Not only was his wedding anniversary and birthday quickly approaching as the night progressed, but the show was also being filmed for a DVD, further helping to ensure Stanhope would pull out all the stops, and his best material, to work the crowd into a fervent laughter.

Whether you've heard any of his CDs 1998's Great White Stanhope (Uproar), 2000's "Sicko" (Stand Up), 2000's "Something to Take the Edge Off" (Stand Up), and 2004's "Die Laughing" (Stand up), or his latest DVD, "Deadbeat Hero" (Ad Lib) it didn't matter. Familiar with his material or not, Stanhope's take on drugs, addictions, former football player Reggie Williams quitting football in favor of weed, and the idiosyncrasies of government, and stupid people in general, had the crowd mesmerized.

Some may find Stanhope's brand of humor a bit too perverse, way beyond over-the-edge, and even somewhat confrontational (he has no problem engaging those audience members who care to shout and interrupt his set in off-the-cuff bits which bring said audience members into the show).

It is this seemingly spontaneous exchange, and effort in which Stanhope dives from his set to engage the audience, back into his routine, which makes Stanhope's seasoned ability truly stand out, and marks him as one of the most well-versed comics out there today.

Stanhope moved from one topic to another with reckless abandon, much to the joy of the crowd, building up and tearing down everything in his way (in regards to Reggie Williams, proclaiming that drugs didn't ruin Williams' football career, but drug testing did), every step of the way advocating drug use, as he distinguished between a good drug and a bad drug (though later pointing out that bad drugs make a bad situation good, whereas good drugs make a bad situation worse).

For a little over an hour, Stanhope kept the crowd on edge, while laughter filled the room, even more so than cigarette smoke, and his drunkenly profound muses turned heads, and no doubt sent more than a few stumbling home with altered consciousness.

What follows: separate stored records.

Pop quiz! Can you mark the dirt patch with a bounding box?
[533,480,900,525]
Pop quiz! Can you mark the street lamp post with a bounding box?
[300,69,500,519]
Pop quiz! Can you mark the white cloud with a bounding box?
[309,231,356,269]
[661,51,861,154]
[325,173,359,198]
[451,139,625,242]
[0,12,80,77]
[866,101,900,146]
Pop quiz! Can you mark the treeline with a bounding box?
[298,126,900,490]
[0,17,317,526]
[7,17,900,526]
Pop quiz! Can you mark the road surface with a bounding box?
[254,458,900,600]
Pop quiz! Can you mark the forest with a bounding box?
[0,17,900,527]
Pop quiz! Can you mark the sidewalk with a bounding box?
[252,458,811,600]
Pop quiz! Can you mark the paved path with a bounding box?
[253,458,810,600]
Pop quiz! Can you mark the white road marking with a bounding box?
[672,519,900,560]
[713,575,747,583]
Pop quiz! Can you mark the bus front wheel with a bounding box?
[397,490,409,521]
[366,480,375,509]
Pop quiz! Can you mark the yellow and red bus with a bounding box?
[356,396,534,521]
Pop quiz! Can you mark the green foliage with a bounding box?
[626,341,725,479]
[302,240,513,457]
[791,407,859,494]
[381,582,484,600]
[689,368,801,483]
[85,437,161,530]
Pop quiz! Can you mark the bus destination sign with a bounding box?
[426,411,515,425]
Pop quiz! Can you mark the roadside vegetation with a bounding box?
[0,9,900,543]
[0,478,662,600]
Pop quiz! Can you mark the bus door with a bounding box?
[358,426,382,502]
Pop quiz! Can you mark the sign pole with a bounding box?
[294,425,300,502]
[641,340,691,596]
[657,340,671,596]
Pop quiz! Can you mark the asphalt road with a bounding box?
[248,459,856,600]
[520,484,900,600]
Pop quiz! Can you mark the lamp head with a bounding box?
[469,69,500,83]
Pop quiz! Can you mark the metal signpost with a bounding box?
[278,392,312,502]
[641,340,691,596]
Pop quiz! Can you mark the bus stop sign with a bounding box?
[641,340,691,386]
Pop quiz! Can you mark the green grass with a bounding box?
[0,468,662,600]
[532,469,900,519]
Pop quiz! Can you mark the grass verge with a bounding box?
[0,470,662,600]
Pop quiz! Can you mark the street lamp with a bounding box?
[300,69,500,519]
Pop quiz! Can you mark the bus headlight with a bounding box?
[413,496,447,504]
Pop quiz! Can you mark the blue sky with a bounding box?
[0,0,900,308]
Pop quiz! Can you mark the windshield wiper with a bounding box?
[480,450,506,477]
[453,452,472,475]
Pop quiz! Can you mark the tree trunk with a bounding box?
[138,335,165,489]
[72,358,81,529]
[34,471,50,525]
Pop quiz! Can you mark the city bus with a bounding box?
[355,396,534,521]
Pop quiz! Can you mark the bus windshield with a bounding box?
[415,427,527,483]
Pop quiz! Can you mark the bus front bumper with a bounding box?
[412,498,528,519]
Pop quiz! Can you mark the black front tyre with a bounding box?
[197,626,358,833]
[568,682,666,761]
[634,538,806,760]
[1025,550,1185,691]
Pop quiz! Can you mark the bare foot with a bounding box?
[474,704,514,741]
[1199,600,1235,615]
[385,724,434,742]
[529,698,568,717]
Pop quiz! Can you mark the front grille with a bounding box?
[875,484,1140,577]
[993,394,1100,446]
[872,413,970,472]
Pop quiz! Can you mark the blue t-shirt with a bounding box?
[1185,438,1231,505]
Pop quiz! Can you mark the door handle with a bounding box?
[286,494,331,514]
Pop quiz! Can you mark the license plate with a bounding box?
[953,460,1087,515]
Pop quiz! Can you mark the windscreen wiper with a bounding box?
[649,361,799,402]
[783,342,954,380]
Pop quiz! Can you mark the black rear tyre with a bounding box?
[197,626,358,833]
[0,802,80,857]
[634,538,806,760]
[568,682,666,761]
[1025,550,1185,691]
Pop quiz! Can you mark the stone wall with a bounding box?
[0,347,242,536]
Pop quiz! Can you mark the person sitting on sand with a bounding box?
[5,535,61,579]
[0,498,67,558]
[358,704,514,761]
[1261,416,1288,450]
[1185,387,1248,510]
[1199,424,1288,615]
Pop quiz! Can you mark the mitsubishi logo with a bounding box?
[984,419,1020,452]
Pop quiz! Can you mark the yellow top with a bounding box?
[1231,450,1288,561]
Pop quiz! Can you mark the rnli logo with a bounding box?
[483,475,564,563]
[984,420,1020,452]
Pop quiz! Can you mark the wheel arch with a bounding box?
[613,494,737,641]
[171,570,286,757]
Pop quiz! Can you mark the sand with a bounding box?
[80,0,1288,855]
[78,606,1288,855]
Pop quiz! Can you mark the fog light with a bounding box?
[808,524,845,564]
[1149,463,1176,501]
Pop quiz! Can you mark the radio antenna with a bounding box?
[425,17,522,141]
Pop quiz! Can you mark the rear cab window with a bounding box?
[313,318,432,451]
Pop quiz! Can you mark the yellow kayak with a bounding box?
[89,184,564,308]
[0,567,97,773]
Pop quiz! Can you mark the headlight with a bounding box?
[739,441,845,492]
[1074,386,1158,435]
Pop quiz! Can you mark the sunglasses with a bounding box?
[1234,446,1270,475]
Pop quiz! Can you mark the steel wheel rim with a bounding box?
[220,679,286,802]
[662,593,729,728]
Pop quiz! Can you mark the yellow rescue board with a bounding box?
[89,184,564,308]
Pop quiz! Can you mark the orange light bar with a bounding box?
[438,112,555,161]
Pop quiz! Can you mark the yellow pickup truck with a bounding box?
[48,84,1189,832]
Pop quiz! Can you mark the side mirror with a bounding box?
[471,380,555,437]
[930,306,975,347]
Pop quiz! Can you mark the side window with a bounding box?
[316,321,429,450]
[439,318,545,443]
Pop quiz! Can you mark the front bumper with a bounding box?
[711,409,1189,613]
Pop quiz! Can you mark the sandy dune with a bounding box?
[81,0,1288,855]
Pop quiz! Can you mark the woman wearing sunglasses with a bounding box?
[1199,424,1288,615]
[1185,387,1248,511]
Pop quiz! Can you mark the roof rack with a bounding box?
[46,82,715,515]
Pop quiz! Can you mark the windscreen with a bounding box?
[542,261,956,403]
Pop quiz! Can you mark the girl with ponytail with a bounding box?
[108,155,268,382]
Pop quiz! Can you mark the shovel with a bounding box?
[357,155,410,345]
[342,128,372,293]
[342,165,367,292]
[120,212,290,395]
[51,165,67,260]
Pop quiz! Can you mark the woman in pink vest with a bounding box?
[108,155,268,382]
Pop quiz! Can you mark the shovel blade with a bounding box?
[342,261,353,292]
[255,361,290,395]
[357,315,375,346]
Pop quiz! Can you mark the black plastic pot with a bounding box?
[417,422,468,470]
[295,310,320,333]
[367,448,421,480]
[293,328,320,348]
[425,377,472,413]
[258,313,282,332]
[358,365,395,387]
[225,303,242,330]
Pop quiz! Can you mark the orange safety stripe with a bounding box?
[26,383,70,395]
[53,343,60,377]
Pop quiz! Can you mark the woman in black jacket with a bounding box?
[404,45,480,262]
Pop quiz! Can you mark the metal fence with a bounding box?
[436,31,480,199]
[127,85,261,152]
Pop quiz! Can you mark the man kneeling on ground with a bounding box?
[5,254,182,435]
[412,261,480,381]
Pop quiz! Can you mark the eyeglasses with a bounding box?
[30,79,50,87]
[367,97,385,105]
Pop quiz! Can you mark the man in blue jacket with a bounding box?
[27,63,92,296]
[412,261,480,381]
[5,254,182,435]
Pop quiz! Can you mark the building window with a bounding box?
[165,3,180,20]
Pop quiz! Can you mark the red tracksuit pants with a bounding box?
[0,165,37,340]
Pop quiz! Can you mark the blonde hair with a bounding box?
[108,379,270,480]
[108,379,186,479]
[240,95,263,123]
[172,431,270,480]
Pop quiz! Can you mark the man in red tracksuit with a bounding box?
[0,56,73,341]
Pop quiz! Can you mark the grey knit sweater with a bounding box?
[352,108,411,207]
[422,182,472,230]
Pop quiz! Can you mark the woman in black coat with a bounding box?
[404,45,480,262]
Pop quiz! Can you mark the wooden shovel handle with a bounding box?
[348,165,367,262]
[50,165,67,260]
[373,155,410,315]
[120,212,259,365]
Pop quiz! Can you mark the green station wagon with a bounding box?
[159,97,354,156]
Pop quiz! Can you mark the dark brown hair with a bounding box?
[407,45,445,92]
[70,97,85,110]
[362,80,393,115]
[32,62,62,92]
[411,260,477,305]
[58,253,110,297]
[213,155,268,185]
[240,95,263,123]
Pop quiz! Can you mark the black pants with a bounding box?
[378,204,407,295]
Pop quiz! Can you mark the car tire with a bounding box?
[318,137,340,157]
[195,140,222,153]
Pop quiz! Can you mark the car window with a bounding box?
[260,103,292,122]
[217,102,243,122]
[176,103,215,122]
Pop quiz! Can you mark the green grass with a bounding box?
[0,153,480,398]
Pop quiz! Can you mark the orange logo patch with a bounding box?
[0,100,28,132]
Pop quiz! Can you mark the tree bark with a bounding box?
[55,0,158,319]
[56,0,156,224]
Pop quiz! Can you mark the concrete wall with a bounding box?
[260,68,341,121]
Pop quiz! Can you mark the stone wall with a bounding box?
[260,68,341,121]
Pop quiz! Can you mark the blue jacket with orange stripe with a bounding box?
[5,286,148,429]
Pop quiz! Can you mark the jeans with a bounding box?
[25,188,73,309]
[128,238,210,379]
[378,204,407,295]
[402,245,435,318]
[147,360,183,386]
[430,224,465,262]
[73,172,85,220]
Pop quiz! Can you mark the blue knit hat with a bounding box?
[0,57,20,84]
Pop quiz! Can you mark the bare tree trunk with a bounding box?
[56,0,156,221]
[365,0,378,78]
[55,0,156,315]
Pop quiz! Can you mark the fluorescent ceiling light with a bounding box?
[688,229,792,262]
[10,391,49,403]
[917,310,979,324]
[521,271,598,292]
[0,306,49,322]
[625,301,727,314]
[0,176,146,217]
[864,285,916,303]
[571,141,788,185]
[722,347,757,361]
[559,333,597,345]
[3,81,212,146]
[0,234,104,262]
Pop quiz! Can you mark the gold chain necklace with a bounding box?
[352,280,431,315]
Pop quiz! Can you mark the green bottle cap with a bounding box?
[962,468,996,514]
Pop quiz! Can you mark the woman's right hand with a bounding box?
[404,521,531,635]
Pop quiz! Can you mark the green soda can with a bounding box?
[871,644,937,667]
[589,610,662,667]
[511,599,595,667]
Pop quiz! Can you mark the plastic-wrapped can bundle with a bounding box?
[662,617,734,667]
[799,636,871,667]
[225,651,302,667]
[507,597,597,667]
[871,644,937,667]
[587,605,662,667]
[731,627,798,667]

Once his set was over, Stanhope exited the stage, promising he'd be going all night, after he took a break. But the encore would not be more stand-up, he told everyone, rather he would be inviting the audience up on stage to share real-life, fucked up stories they had experienced.

It was once this door was opened that the show took a quick nose-dive, with people coming up, turning should-be two-minute tales into long-winded, go-nowhere meanderings that even Stanhope had to get back up on stage and push to expedite the story.

It was at this point I was about ready to call it quits, more than pleased at Stanhope's lucid performance earlier that evening. But, just when I was ready to walk out of the club, Stanhope would pull the proverbial rabbit out of the hat by jumping up on stage, divulging a fucked up story from his life (or, breaking out bits and pieces of his stand-up routine he hadn't done earlier in the show), and once again get the crowd attentively on stage.

It went back and forth like this for awhile, before a female friend of Stanhope's jumped up on stage to talk about how she fucked a cop and found a dead man in the porn store she was working at, and Stanhope's own wife and opener Andy Andrist came up to talk about the time they teamed up to pick up a woman for Andrist.

Stanhope knows his audience well, he knows how to play to them, and he knows how to bring them back when their interest is feigning. Tonight's performance was a memorable one (as it should be if they're gonna record it for future use), with Stanhope further convincing me of his comedic prowess. Never was there a moment when Stanhope dragged, lost his focus, or seemed to meander on stage without a point or purpose. The execution was flawless, and his delivery packed a punch equal to that of the material, a sharp sting if you lost focus for even a minute.